Slowly at first the stranger walked but then suddenly sprang without a sign of warning. The horse screamed as the stranger bit into the animal, runnin' his teeth into it drawin' blood. Alvarez watched as the wild man tore chunks out of it, chunks of flesh and hair, while makin' long gashes into the animal with his finger-like claws.
Alvarez thought he vomit for sure if not for the fear of being discovered.
It wasn't long before its screams stopped, and the horse was silenced, and even less before the demon, this man of blood, screamed in its stead, a scream that was something far more animal than human.
Alvarez was noticeably shaken when tellin' his story. We didn't want to keep pressing him on details but we had to, y'know? We had to know.
Reluctantly, Alvarez, he says, after the thing had reduced the animal into some unrecognizable form. Alvarez saw something else. He noticed something, something that shook him.
Alvarez starred baffled and afraid, as the stranger's features crumbled until its body was reduced back into the same puddle of blood along the ground. The horse, or what was left of it, sank into the pool disappearin' in seconds. The puddle of blood shifted again and rose to now take the form of a hawk, flyin' out-of-sight, vanishin' into the night sky.
Well, everybody got quiet after Alvarez ended the story.
But like he said, Alvarez, he saw something, something about it, the thing, or whatever it was. Alvarez saw it that night as clear as day.
A long gash along his left arm.
It was the man, the man from before, the man who wouldn't bleed."

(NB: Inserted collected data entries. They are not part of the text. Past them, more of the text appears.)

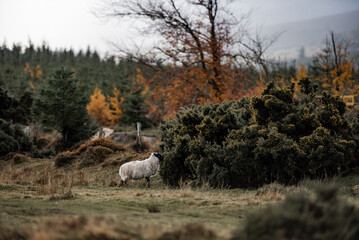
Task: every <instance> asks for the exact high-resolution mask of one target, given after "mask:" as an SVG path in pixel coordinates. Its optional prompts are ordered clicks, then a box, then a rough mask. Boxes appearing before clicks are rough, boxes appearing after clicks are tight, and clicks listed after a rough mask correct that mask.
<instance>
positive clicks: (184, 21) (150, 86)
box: [105, 0, 265, 118]
mask: <svg viewBox="0 0 359 240" xmlns="http://www.w3.org/2000/svg"><path fill="white" fill-rule="evenodd" d="M225 2H226V1H217V0H191V1H190V0H187V1H183V0H181V1H178V0H157V1H154V0H113V1H108V5H107V7H108V8H107V11H106V12H105V14H106V15H107V16H111V17H119V18H126V17H129V18H142V19H144V20H147V21H148V23H149V24H148V25H147V28H146V33H149V34H157V35H159V36H161V37H162V41H161V42H160V43H159V44H156V47H154V49H152V52H151V54H137V55H136V54H133V53H130V52H128V51H125V50H124V49H120V50H122V51H123V52H124V53H126V54H127V56H131V57H132V58H134V59H135V60H137V61H139V62H141V63H144V64H147V65H148V66H150V67H152V68H154V69H156V70H157V74H155V76H154V77H153V78H151V79H148V81H147V84H148V85H149V86H150V87H151V90H152V91H151V94H150V96H149V97H150V98H151V103H152V104H151V106H152V107H151V111H152V114H154V115H156V114H157V115H158V116H163V115H164V117H165V118H166V117H171V116H173V115H174V113H175V112H176V111H177V110H178V109H179V108H180V107H182V106H185V105H189V104H202V103H205V102H208V101H209V102H222V101H224V100H231V99H238V98H240V97H241V96H243V95H244V93H243V88H242V85H243V84H244V82H245V72H246V71H247V70H248V68H252V67H253V64H254V63H262V64H263V66H264V64H265V63H264V62H265V60H264V57H263V51H264V49H265V47H264V44H253V43H261V42H256V41H255V40H250V41H249V42H250V43H251V44H250V43H248V42H247V43H245V41H244V38H243V36H245V31H244V30H243V29H242V28H240V26H241V25H240V24H241V20H239V19H238V18H237V17H235V15H234V14H232V13H231V12H230V9H229V7H228V3H227V4H226V3H225ZM242 30H243V31H242ZM243 47H245V48H246V49H247V50H249V51H247V52H244V50H243ZM254 53H255V56H252V55H253V54H254ZM150 56H151V57H150ZM260 61H261V62H260ZM262 64H260V65H261V66H262ZM243 66H245V67H243Z"/></svg>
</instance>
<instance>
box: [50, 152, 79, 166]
mask: <svg viewBox="0 0 359 240" xmlns="http://www.w3.org/2000/svg"><path fill="white" fill-rule="evenodd" d="M75 158H76V157H75V155H74V154H73V153H72V152H69V151H66V152H61V153H59V154H57V156H56V157H55V159H54V161H55V166H56V167H65V166H67V165H70V164H71V163H73V162H74V160H75Z"/></svg>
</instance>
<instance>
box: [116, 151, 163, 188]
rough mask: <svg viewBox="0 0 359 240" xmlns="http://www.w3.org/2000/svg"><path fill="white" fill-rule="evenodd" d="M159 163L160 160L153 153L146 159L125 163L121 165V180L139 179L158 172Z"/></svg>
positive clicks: (148, 176)
mask: <svg viewBox="0 0 359 240" xmlns="http://www.w3.org/2000/svg"><path fill="white" fill-rule="evenodd" d="M159 165H160V160H159V159H158V158H157V157H156V156H155V155H154V153H152V154H151V156H150V157H149V158H147V159H145V160H142V161H132V162H128V163H125V164H123V165H122V166H121V167H120V170H119V174H120V177H121V180H122V181H124V182H126V181H127V180H130V179H133V180H138V179H142V178H146V177H150V176H152V175H154V174H156V172H157V170H158V167H159Z"/></svg>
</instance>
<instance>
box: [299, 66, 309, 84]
mask: <svg viewBox="0 0 359 240" xmlns="http://www.w3.org/2000/svg"><path fill="white" fill-rule="evenodd" d="M305 77H308V74H307V71H306V70H305V66H304V64H301V65H300V68H299V69H298V73H297V80H298V81H299V80H300V79H302V78H305Z"/></svg>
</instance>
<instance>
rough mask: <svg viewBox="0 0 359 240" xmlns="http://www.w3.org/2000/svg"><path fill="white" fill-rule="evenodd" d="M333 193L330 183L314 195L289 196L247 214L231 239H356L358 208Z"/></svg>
mask: <svg viewBox="0 0 359 240" xmlns="http://www.w3.org/2000/svg"><path fill="white" fill-rule="evenodd" d="M337 195H338V193H337V189H336V188H335V187H333V186H320V188H319V187H318V190H317V193H316V196H315V197H311V196H309V195H308V194H305V193H300V194H296V195H290V196H288V197H287V198H286V199H285V201H283V202H281V203H280V204H277V205H273V206H268V207H266V208H262V209H260V210H258V211H256V212H252V213H251V214H250V215H248V217H247V221H246V223H245V226H244V228H243V229H238V231H236V232H235V233H234V235H233V237H232V240H236V239H247V240H252V239H253V240H270V239H282V240H286V239H288V240H289V239H291V240H294V239H296V240H299V239H306V240H311V239H313V240H314V239H315V240H321V239H322V240H326V239H348V240H349V239H350V240H354V239H359V209H358V208H356V207H355V206H354V205H352V204H350V203H348V202H346V201H344V200H342V199H340V198H338V196H337Z"/></svg>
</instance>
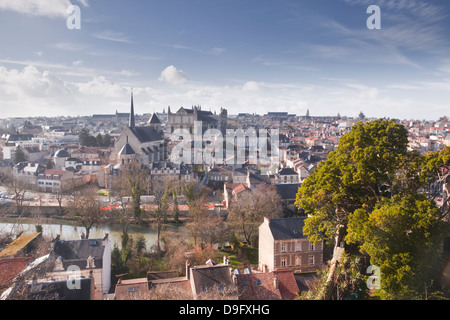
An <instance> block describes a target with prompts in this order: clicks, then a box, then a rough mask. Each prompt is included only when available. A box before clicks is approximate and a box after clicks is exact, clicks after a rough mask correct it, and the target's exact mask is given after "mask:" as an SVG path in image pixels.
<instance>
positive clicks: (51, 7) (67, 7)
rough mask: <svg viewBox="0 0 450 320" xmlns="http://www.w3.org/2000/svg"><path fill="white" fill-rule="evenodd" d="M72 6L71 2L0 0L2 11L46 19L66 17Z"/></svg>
mask: <svg viewBox="0 0 450 320" xmlns="http://www.w3.org/2000/svg"><path fill="white" fill-rule="evenodd" d="M83 2H85V1H83ZM70 5H72V3H71V2H70V0H0V9H1V10H9V11H16V12H19V13H23V14H28V15H33V16H46V17H66V16H67V12H66V11H67V8H68V7H69V6H70Z"/></svg>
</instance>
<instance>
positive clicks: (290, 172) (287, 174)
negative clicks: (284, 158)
mask: <svg viewBox="0 0 450 320" xmlns="http://www.w3.org/2000/svg"><path fill="white" fill-rule="evenodd" d="M278 174H279V175H280V176H284V175H296V174H297V172H295V170H294V169H292V168H283V169H281V170H280V171H279V172H278Z"/></svg>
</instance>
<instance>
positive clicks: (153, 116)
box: [148, 113, 161, 124]
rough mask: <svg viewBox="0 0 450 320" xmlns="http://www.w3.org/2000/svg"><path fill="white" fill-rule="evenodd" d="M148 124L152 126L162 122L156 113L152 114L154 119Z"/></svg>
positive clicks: (151, 119) (151, 118) (158, 123)
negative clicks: (159, 118) (155, 124)
mask: <svg viewBox="0 0 450 320" xmlns="http://www.w3.org/2000/svg"><path fill="white" fill-rule="evenodd" d="M148 123H150V124H160V123H161V121H160V120H159V118H158V116H157V115H156V113H153V114H152V117H151V118H150V120H149V121H148Z"/></svg>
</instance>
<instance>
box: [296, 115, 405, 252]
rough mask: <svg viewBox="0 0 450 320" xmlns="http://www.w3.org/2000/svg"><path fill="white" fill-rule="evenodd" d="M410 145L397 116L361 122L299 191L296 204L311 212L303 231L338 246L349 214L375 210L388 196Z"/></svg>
mask: <svg viewBox="0 0 450 320" xmlns="http://www.w3.org/2000/svg"><path fill="white" fill-rule="evenodd" d="M407 144H408V137H407V131H406V129H405V128H404V126H402V125H400V124H398V123H396V122H395V121H393V120H391V121H387V120H381V119H380V120H375V121H372V122H368V123H366V124H364V123H362V122H359V123H357V124H356V125H355V126H354V127H353V128H352V130H351V131H350V132H349V133H347V134H345V135H343V136H342V138H341V140H340V142H339V145H338V147H337V149H336V150H335V151H334V152H331V153H330V154H329V156H328V158H327V160H326V161H323V162H321V163H320V164H319V165H318V167H317V168H316V170H315V171H314V173H313V174H312V175H311V176H310V177H308V178H307V179H306V180H305V181H304V182H303V183H302V185H301V187H300V188H299V191H298V193H297V199H296V203H295V204H296V205H297V207H298V208H303V209H304V210H305V213H306V214H308V215H310V218H308V219H307V220H306V222H305V229H304V232H305V234H306V235H307V236H308V237H309V238H310V239H311V240H312V241H314V242H317V241H321V240H325V241H327V242H329V243H334V244H337V245H339V244H340V242H341V241H342V240H343V237H344V236H345V232H346V226H347V222H348V214H349V213H351V212H353V211H354V210H356V209H358V208H362V207H363V206H364V207H367V208H369V210H371V209H373V208H374V206H375V204H376V203H377V201H378V200H379V199H380V198H382V197H386V196H390V193H391V191H392V190H393V189H394V182H395V181H396V179H395V176H396V173H397V170H398V168H399V167H400V165H401V163H402V162H401V159H402V158H403V156H404V155H405V154H406V153H407ZM336 239H337V240H336Z"/></svg>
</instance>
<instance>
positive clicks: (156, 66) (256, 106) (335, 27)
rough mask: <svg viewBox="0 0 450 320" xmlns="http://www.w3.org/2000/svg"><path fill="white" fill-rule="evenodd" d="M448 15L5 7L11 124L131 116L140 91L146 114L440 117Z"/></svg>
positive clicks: (352, 8) (187, 7)
mask: <svg viewBox="0 0 450 320" xmlns="http://www.w3.org/2000/svg"><path fill="white" fill-rule="evenodd" d="M72 5H74V6H77V7H78V8H79V9H80V10H79V12H80V15H79V19H78V16H74V11H72V10H71V8H73V7H71V6H72ZM371 5H376V6H378V7H379V8H380V15H379V17H380V19H379V22H380V29H373V28H368V25H367V21H368V20H369V22H373V21H375V20H373V18H375V17H376V16H374V12H373V11H369V12H368V8H369V6H371ZM74 18H77V19H74ZM449 18H450V1H448V0H433V1H429V0H425V1H419V0H389V1H388V0H378V1H377V0H273V1H269V0H226V1H224V0H165V1H163V0H145V1H144V0H128V1H125V0H0V118H6V117H28V116H33V117H34V116H48V117H52V116H90V115H92V114H100V113H105V114H112V113H115V112H116V111H118V112H129V108H130V93H131V90H133V95H134V106H135V112H136V113H137V114H146V113H153V112H163V111H167V108H168V106H170V108H171V110H172V111H176V110H178V109H179V108H180V107H185V108H186V107H187V108H190V107H192V106H194V105H195V106H201V107H202V110H211V111H213V112H214V111H217V112H218V111H219V110H220V108H225V109H227V110H228V114H231V115H232V114H237V113H242V112H245V113H256V114H266V113H267V112H274V111H280V112H289V113H294V114H297V115H304V114H306V111H307V110H309V112H310V115H312V116H314V115H317V116H327V115H331V116H333V115H337V114H338V113H339V114H340V115H342V116H344V115H346V116H357V115H358V114H359V112H360V111H362V112H363V113H364V114H365V115H366V116H367V117H387V118H398V119H417V120H422V119H426V120H437V119H439V118H440V117H442V116H444V115H446V116H450V36H449V35H450V19H449ZM77 21H79V27H80V28H79V29H78V28H69V27H68V23H69V25H73V24H74V23H75V22H77ZM377 21H378V20H377Z"/></svg>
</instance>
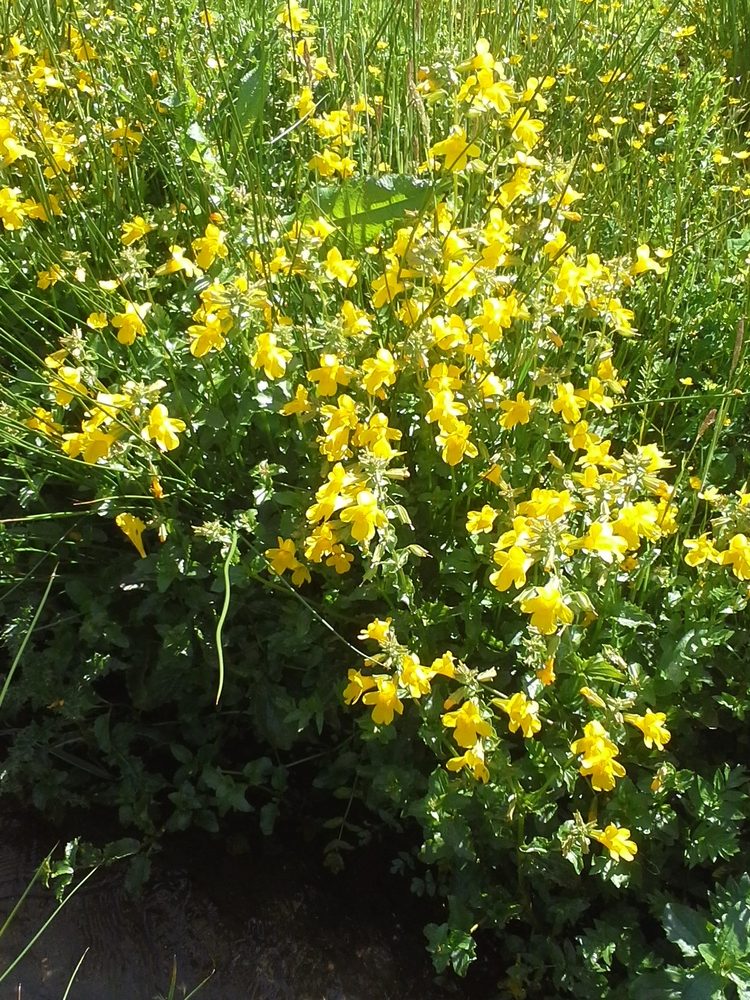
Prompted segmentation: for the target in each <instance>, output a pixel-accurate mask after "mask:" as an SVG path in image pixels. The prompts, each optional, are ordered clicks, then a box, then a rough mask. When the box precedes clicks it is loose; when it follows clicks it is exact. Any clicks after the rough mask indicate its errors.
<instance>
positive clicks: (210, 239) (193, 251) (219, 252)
mask: <svg viewBox="0 0 750 1000" xmlns="http://www.w3.org/2000/svg"><path fill="white" fill-rule="evenodd" d="M225 241H226V236H225V235H224V233H223V232H222V231H221V230H220V229H219V227H218V226H215V225H214V224H213V222H209V224H208V225H207V226H206V228H205V230H204V235H203V236H199V237H198V239H195V240H193V242H192V243H191V244H190V245H191V246H192V248H193V253H194V254H195V263H196V264H197V265H198V267H200V268H203V270H204V271H206V270H207V269H208V268H209V267H210V266H211V265H212V264H213V262H214V261H215V260H216V258H217V257H220V258H221V259H224V257H226V255H227V253H228V251H227V245H226V242H225Z"/></svg>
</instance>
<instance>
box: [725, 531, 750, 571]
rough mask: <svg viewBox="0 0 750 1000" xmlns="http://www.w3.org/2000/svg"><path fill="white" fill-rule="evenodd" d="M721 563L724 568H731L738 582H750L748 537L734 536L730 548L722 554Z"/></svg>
mask: <svg viewBox="0 0 750 1000" xmlns="http://www.w3.org/2000/svg"><path fill="white" fill-rule="evenodd" d="M721 561H722V563H723V564H724V566H731V567H732V572H733V573H734V575H735V576H736V577H737V579H738V580H750V541H748V538H747V535H743V534H738V535H732V537H731V538H730V539H729V548H728V549H727V550H726V552H722V554H721Z"/></svg>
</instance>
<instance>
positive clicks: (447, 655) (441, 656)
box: [430, 650, 456, 677]
mask: <svg viewBox="0 0 750 1000" xmlns="http://www.w3.org/2000/svg"><path fill="white" fill-rule="evenodd" d="M430 670H431V671H432V672H433V674H440V675H441V677H455V676H456V661H455V657H454V656H453V653H451V652H450V650H446V652H445V653H443V655H442V656H437V657H436V658H435V659H434V660H433V661H432V663H431V664H430Z"/></svg>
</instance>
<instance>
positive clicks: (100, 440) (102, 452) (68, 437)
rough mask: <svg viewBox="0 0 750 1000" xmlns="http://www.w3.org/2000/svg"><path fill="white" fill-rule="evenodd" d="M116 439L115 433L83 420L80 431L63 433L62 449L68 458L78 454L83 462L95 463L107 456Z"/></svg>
mask: <svg viewBox="0 0 750 1000" xmlns="http://www.w3.org/2000/svg"><path fill="white" fill-rule="evenodd" d="M116 440H117V435H116V434H110V433H108V432H107V431H103V430H101V428H99V427H96V426H91V425H90V424H88V423H86V422H85V423H84V424H83V427H82V430H81V432H80V433H76V434H63V442H62V450H63V451H64V452H65V454H66V455H69V456H70V458H78V456H79V455H80V456H81V457H82V458H83V460H84V462H86V463H88V464H89V465H95V464H96V463H97V462H99V461H101V459H103V458H106V457H107V455H108V454H109V450H110V448H111V447H112V445H113V444H114V443H115V441H116Z"/></svg>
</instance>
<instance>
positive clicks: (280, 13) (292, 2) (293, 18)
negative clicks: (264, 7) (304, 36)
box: [276, 0, 310, 34]
mask: <svg viewBox="0 0 750 1000" xmlns="http://www.w3.org/2000/svg"><path fill="white" fill-rule="evenodd" d="M309 18H310V11H309V10H307V9H306V8H305V7H301V6H300V4H299V3H298V2H297V0H284V3H283V4H282V5H281V7H279V12H278V14H277V15H276V20H277V22H278V23H279V24H281V25H283V26H284V27H285V28H288V29H289V31H291V32H292V33H294V34H296V33H297V32H298V31H302V28H303V27H304V24H305V21H307V20H309ZM309 30H310V29H309V28H308V31H309Z"/></svg>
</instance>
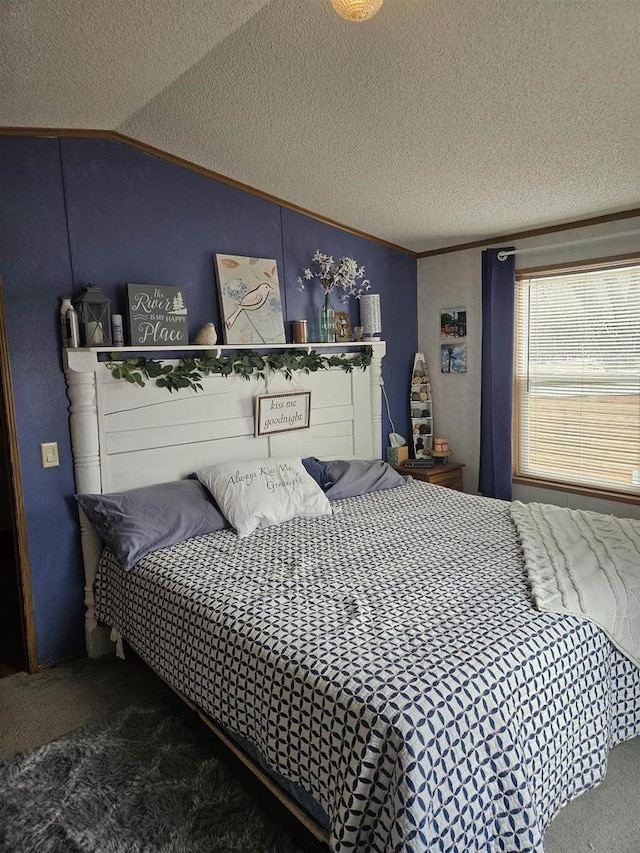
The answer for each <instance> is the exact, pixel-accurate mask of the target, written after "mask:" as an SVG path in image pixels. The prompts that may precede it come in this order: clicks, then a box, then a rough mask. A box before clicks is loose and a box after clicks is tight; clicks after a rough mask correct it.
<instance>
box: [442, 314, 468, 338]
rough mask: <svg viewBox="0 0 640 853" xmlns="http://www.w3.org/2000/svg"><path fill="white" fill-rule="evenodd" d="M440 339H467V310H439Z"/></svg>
mask: <svg viewBox="0 0 640 853" xmlns="http://www.w3.org/2000/svg"><path fill="white" fill-rule="evenodd" d="M440 337H441V338H466V337H467V309H466V308H465V307H460V308H442V309H441V310H440Z"/></svg>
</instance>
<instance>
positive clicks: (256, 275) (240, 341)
mask: <svg viewBox="0 0 640 853" xmlns="http://www.w3.org/2000/svg"><path fill="white" fill-rule="evenodd" d="M214 259H215V267H216V274H217V280H218V292H219V294H220V308H221V311H222V328H223V330H224V341H225V344H254V345H257V344H283V343H285V341H286V339H285V334H284V318H283V316H282V300H281V296H280V283H279V280H278V267H277V264H276V262H275V260H273V259H271V258H249V257H245V256H244V255H214Z"/></svg>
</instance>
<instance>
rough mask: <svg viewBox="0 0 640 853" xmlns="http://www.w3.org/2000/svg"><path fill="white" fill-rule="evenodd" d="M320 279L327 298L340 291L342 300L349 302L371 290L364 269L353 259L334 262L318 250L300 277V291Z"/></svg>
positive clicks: (358, 297) (331, 257) (325, 296)
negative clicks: (310, 283)
mask: <svg viewBox="0 0 640 853" xmlns="http://www.w3.org/2000/svg"><path fill="white" fill-rule="evenodd" d="M313 279H318V281H319V282H320V285H321V287H322V290H323V291H324V294H325V298H326V297H328V295H329V293H330V292H331V291H332V290H334V289H335V290H339V291H340V300H341V301H342V302H347V301H348V300H349V297H350V296H355V298H356V299H359V298H360V296H361V295H362V294H363V293H365V292H366V291H367V290H369V289H370V287H371V283H370V281H369V279H368V278H365V277H364V267H359V266H358V264H357V263H356V261H354V259H353V258H340V260H339V261H334V260H333V257H332V256H331V255H323V254H322V252H321V251H320V250H319V249H316V252H315V254H314V256H313V257H312V259H311V264H310V266H309V267H308V268H307V269H305V270H303V271H302V277H300V276H299V277H298V289H299V290H304V289H305V282H308V281H312V280H313Z"/></svg>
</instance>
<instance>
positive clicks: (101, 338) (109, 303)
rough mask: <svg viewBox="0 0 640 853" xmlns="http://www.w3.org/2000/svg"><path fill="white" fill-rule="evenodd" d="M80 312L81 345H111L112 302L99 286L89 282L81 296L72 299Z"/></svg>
mask: <svg viewBox="0 0 640 853" xmlns="http://www.w3.org/2000/svg"><path fill="white" fill-rule="evenodd" d="M72 304H73V307H74V308H75V309H76V312H77V314H78V326H79V327H80V346H83V347H102V346H110V345H111V310H110V305H111V303H110V302H109V300H108V299H107V298H106V296H103V295H102V294H101V293H100V291H99V290H98V288H97V287H94V285H92V284H88V285H87V286H86V287H85V288H84V290H83V291H82V293H81V294H80V296H78V297H77V298H76V299H73V300H72Z"/></svg>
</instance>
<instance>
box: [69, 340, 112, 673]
mask: <svg viewBox="0 0 640 853" xmlns="http://www.w3.org/2000/svg"><path fill="white" fill-rule="evenodd" d="M97 366H98V360H97V357H96V354H95V353H93V352H89V351H87V350H85V351H82V352H80V351H74V350H65V352H64V367H65V379H66V382H67V396H68V397H69V401H70V405H69V413H70V414H69V422H70V429H71V447H72V451H73V470H74V476H75V484H76V491H77V492H78V493H83V492H87V493H93V494H96V493H101V492H102V478H101V475H100V444H99V437H98V417H97V399H96V369H97ZM78 511H79V515H80V541H81V545H82V559H83V563H84V576H85V582H84V603H85V607H86V610H85V640H86V647H87V655H88V656H89V657H90V658H95V657H100V655H103V654H107V653H108V652H111V651H112V650H113V644H112V643H111V642H110V641H109V629H108V628H106V627H103V626H100V625H98V620H97V619H96V613H95V598H94V595H93V583H94V581H95V578H96V571H97V567H98V559H99V558H100V553H101V549H102V546H101V543H100V538H99V536H98V534H97V533H96V532H95V530H94V529H93V526H92V525H91V523H90V522H89V520H88V519H87V517H86V515H85V514H84V512H82V510H81V509H80V508H79V507H78Z"/></svg>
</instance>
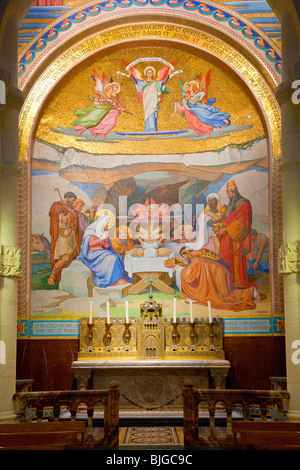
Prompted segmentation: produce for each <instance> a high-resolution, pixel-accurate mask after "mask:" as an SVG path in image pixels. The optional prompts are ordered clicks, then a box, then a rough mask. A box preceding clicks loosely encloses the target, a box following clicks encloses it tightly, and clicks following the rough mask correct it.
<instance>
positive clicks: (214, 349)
mask: <svg viewBox="0 0 300 470" xmlns="http://www.w3.org/2000/svg"><path fill="white" fill-rule="evenodd" d="M208 326H209V335H208V336H209V345H208V347H207V350H209V351H216V347H215V345H214V336H216V335H214V333H213V327H214V322H213V321H211V322H209V323H208Z"/></svg>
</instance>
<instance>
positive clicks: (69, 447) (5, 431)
mask: <svg viewBox="0 0 300 470" xmlns="http://www.w3.org/2000/svg"><path fill="white" fill-rule="evenodd" d="M85 432H86V423H85V421H67V422H61V421H54V422H38V423H7V424H0V447H7V446H37V445H38V446H50V445H51V446H53V445H55V444H58V445H65V446H68V447H69V448H72V449H74V448H76V446H77V443H78V434H80V447H81V449H84V447H85Z"/></svg>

And that was exactly as my grandmother had told me. I asked her if anyone ever saw him again. My grandmother shook her head. Her father didn't make that clear. But my grandmother knew enough to know when to stop asking questions. The effigies she understood, the little corn-husk people, were for protection.
However, she did add, on quiet nights, on nights out in the desert, you could hear 'em. You could hear the stranger, screaming, shrieking into the night. And, always after you heard it, there would come the bodies. The bodies of animals, of his slaughters strewn across the desert floor the very next day.